«Je sais que j'ai encouru le risque d'être désapprouvé, s'il ne convient point au Roi d'accepter ce protectorat, ou plus exactement ce riche et important archipel; mais ma conscience me dit que mon devoir était de m'y exposer; je me suis seul compromis, mais je l'ai fait pour un intérêt national très-réel et dans celui de la couronne de Sa Majesté; cela en valait bien la peine.
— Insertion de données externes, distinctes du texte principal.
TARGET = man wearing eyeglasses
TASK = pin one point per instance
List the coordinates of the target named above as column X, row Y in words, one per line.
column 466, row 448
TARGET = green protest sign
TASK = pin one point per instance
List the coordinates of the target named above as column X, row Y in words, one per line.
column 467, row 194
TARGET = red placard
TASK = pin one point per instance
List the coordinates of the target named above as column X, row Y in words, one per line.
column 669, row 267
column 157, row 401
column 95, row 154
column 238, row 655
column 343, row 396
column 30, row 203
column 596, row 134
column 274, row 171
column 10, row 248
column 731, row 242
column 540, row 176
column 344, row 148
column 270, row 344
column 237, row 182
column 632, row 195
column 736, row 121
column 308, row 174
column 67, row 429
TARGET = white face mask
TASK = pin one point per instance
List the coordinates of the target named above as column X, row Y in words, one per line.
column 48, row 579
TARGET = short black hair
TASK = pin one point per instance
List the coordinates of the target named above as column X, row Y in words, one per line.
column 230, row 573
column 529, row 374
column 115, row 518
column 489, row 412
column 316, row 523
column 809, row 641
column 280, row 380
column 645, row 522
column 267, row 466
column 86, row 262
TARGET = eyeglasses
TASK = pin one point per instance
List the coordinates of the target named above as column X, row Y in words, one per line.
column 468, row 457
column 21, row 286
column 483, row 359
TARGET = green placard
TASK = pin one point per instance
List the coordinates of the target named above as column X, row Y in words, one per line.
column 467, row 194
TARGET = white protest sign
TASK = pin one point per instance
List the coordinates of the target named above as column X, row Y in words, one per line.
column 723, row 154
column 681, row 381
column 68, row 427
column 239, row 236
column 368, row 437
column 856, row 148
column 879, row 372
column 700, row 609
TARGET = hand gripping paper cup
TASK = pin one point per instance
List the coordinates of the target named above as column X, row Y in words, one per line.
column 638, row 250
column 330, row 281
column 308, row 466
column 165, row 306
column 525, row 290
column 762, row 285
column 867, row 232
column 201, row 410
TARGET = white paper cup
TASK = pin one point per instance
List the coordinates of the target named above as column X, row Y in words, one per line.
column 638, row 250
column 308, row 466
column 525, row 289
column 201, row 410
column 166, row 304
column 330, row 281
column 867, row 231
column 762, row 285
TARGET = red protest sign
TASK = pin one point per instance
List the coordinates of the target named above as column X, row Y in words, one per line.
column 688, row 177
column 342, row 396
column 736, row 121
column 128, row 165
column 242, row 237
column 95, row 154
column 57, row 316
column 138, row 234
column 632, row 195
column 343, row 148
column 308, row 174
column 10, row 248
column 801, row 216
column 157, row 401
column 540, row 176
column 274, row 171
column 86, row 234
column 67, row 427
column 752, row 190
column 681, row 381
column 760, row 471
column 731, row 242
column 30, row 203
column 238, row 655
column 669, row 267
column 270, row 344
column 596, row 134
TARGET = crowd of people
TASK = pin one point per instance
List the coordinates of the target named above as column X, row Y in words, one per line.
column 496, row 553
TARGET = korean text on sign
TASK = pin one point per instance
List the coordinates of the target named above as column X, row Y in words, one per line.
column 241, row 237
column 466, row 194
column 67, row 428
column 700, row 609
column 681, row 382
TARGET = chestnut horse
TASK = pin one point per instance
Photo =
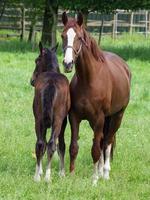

«Si le Roi et son gouvernement acceptent le protectorat, tout sera terminé; car, à la rigueur, le gouvernement provisoire actuel permettrait d'attendre qu'une institution simple et analogue, qui serait à la fois suffisante et peu dispendieuse pour le Trésor, pût être créée pour l'exercer.
«Avec des procédés généreux envers la reine et les cinq ou six chefs principaux, nous nous les attacherons invariablement. Jusqu'à ce jour, les étrangers ne leur ont fait que du mal, et la reine comme les chefs sont devenus pauvres par les besoins nouveaux que la civilisation leur a donnés. Le peuple est bon et facile à conduire; il est toujours attaché à ses chefs, et en faisant du bien à ceux-ci, on est sûr de le gagner.
«Le protectorat et la souveraineté extérieure des îles de l'archipel de la Société équivaut, sous le rapport politique et commercial, à une prise de possession définitive et nous assure les mêmes avantages; il nous délivre de voisins incommodes et ne blesse pas, au même degré, l'orgueil et l'intérêt des tiers. Quant aux Américains, ils préfèrent nous voir l'exercer plutôt que les Anglais, et il était devenu de toute impossibilité que ce pays continuât à s'administrer par lui-même; le désordre était déjà venu à son comble; il ne lui restait qu'à opter entre les Anglais et nous.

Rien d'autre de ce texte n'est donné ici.